Friday, June 23, 2017

An introvert's review of the past year



Year One-and-Done. I think of all the people who simply were there.

For all the people who give a constancy to my life. Kind partners or friendly strangers, people who said Hello.

Awkward conversations, well trodden shallows like sports or how college was going or the weather, people who knew my name at and said it and nothing else. Sometimes that was all it took. If you have a name then you belong.

Greetings in hallways, two-minute chats. The people I only have something to discuss with after a test. How I treasure those.

People who would walk the way I am going. Maybe to the food trucks, maybe as far as the train station. Correlating routes; those precious intersecting minutes of companionship.

How much I owe to frustrating assignments, authoritative professors. The inexhaustible resource of mutual resentment, griping, bemoaning. How irritating it must have been for upperclassmen to listen to. How happy it was to have something to talk about.

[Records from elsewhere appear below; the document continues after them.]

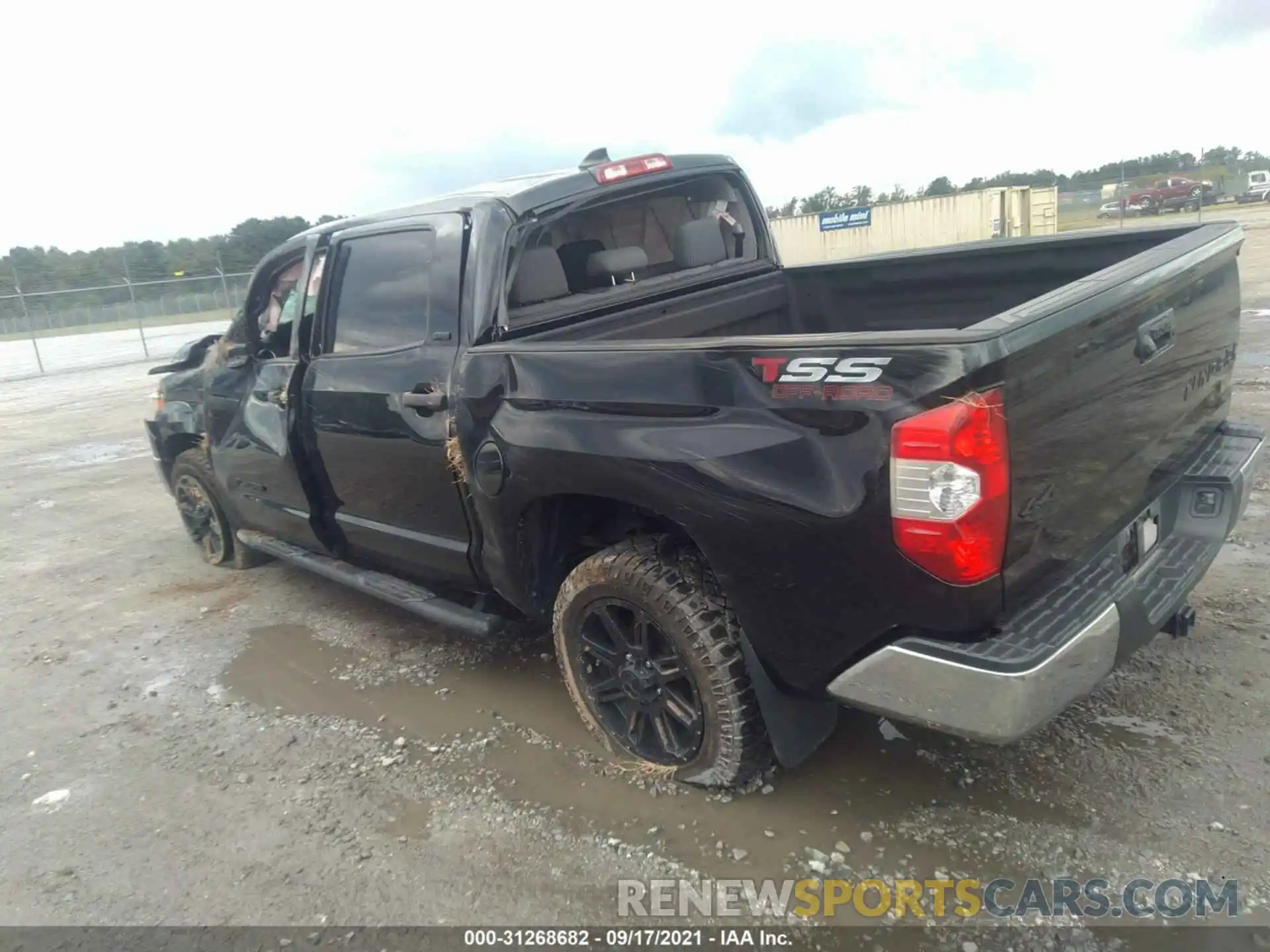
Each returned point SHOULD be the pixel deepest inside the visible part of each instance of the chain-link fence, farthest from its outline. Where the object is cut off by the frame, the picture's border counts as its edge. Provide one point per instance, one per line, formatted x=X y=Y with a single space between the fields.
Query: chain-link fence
x=55 y=331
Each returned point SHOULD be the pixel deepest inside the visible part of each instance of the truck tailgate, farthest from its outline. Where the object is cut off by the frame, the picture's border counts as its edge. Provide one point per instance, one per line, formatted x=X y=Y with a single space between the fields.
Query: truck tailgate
x=1111 y=397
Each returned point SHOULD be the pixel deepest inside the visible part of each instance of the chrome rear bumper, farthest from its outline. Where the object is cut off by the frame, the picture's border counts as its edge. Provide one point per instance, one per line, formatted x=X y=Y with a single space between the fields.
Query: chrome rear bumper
x=1060 y=648
x=976 y=702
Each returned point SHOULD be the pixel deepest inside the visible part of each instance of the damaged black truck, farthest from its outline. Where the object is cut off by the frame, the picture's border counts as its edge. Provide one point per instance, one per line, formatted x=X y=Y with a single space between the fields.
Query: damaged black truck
x=952 y=487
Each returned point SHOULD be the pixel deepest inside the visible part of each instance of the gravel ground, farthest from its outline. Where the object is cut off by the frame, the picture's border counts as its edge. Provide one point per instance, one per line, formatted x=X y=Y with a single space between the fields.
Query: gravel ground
x=267 y=748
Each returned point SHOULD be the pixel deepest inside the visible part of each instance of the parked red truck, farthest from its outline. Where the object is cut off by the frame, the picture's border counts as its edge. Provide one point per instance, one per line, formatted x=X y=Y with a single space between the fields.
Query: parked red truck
x=1169 y=193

The company of open laptops and lunches. Silence broken by farewells and vile conversations that were welcome conversation all the same. Eye contact and a greetings worth more than money. The reassurance of belonging.

And most wonderful of all, the people who made invitations; never gave up asking, never decided that enough initiating was enough. Said hello from awkward distances, asked quiet people for opinions, invited strangers like me.

Each and every person, whether I spent a moment or an hour, I remember. Your faces and your voices come and go in my memory, sometimes they are actors in my dreams. For you, your interactions may have been mundane, routine or natural, and they were. They were so much more, though. For me they meant the world.